- Country of origin: United States
- Original language: English

Original release
- Network: Paramount+
- Release: June 30, 2021

= Dragging the Classics: The Brady Bunch =

2021 television special

Dragging the Classics: The Brady Bunch is a television special that was released on the American streaming service Paramount+ on June 30, 2021. The special sees drag performers from RuPaul's Drag Race and original cast members from The Brady Bunch recreating the latter show's second season episode "Will the Real Jan Brady Please Stand Up?".

==Cast==
- Bianca Del Rio as Carol Brady
- Shea Couleé as Marcia Brady
- Kylie Sonique Love as Jan Brady
- Kandy Muse as Cindy Brady
- Barry Williams as Mike Brady
- BenDeLaCreme as Greg Brady
- Christopher Knight as Peter Brady
- Mike Lookinland as Bobby Brady
- Nina West as Alice
- RuPaul as the Wig Attendant
- Michelle Visage as Helen
- Eve Plumb as Lucy
- Susan Olsen as Margie

== Production and release ==
The special Dragging the Classics: The Brady Bunch was released on the American streaming service Paramount+ on June 30, 2021. Paramount+ airs RuPaul's Drag Race All Stars, a spin-off of the American reality competition television series RuPaul's Drag Race (2009).

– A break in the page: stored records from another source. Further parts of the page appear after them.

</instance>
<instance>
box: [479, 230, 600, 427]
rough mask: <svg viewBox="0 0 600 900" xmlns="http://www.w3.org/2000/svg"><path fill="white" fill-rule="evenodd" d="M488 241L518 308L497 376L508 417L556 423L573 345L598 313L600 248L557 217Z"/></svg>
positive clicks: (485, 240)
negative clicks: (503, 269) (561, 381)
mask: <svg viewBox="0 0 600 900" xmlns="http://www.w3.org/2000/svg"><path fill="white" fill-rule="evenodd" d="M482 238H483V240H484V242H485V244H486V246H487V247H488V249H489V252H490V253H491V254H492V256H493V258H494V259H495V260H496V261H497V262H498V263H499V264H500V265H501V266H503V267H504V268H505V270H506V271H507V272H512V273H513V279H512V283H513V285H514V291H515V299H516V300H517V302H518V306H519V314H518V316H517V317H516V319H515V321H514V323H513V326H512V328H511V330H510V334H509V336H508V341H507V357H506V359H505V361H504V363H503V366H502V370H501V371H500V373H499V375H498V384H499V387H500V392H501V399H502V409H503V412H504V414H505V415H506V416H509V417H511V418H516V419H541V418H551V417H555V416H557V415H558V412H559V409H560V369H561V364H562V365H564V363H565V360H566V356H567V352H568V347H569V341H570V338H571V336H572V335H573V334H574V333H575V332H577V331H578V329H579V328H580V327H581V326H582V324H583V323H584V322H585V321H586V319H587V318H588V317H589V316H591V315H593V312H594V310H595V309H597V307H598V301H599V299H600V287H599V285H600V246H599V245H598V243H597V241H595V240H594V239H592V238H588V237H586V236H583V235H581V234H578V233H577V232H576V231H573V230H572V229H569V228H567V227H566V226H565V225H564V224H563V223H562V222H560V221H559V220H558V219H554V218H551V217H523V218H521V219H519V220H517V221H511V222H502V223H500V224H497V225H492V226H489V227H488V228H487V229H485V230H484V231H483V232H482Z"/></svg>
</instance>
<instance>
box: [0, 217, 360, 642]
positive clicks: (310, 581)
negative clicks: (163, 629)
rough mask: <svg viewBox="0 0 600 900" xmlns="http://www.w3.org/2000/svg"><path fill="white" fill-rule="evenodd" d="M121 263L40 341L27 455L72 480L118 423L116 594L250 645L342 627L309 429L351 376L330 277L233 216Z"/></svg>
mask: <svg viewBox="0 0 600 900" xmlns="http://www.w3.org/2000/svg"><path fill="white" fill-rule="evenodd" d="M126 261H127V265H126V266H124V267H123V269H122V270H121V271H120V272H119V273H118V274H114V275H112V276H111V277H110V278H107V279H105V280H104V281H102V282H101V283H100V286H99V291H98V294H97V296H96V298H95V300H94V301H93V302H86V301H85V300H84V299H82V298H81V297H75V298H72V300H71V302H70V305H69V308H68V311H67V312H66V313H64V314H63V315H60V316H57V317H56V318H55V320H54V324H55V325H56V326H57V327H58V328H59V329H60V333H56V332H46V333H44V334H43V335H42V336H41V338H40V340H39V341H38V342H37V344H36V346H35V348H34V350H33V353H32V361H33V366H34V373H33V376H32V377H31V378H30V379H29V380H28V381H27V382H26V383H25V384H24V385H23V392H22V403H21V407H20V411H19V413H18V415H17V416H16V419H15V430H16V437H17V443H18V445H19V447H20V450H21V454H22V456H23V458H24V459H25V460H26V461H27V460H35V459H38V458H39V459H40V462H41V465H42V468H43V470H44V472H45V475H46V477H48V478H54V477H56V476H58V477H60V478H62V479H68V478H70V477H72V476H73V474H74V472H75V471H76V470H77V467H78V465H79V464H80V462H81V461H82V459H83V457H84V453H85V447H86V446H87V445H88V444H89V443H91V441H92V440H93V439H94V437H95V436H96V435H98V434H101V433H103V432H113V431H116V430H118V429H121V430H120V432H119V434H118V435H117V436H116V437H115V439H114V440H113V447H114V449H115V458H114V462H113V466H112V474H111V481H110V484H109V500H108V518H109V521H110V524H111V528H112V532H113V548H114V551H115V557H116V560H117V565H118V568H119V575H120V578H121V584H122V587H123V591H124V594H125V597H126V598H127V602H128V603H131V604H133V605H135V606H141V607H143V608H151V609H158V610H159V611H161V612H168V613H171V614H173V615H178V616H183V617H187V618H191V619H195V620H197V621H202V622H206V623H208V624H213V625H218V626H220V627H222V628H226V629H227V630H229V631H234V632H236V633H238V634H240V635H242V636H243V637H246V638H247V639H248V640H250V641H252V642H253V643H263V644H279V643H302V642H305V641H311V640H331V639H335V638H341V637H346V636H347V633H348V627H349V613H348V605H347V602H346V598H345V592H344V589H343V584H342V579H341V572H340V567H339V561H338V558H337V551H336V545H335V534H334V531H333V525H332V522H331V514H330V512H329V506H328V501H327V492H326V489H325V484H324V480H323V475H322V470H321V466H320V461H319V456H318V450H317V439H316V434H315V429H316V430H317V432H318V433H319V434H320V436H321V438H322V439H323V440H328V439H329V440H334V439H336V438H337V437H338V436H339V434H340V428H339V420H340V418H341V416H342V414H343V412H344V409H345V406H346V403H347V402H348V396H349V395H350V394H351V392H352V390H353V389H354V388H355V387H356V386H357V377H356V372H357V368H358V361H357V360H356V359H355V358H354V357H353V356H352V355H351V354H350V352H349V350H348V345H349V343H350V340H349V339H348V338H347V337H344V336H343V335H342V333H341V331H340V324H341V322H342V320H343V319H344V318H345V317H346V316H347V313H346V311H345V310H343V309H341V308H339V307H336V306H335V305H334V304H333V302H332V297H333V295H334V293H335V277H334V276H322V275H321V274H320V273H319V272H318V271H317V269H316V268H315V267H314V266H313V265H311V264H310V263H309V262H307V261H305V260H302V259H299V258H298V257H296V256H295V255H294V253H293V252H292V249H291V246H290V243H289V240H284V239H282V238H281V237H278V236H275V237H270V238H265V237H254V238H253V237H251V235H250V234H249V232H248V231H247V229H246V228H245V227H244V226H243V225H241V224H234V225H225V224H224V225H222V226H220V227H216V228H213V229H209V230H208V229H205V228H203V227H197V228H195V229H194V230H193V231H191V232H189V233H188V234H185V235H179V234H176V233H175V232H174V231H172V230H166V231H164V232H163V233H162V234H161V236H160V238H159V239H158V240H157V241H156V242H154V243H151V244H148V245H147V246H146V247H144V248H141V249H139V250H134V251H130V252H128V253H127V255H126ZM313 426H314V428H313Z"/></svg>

The special features contestants from Drag Race and All Stars, as well as cast members from the American sitcom The Brady Bunch (1969–1974), recreating the latter show's second season episode "Will the Real Jan Brady Please Stand Up?". Drag Race contestants BenDeLaCreme, Bianca Del Rio, Kandy Muse, Kylie Sonique Love, Nina West, and Shea Couleé portrayed Greg Brady, Carol Brady, Cindy Brady, Jan Brady, Alice, and Marcia Brady, respectively. Drag Race host RuPaul also makes a cameo appearance. Christopher Knight and Mike Lookinland reprised their roles as Peter Brady and Bobby Brady, respectively. Susan Olsen, who originally played Cindy Brady, portrayed the minor character Margie. Eve Plumb, who played Jan Brady on the series, portrayed the minor character Lucy for the special. Barry Williams, who played Greg Brady on The Brady Bunch, portrayed the Mike Brady character originally played by Robert Reed.

Green screen was used during filming.

Described as a crossover, the special was released in conjunction with Pride.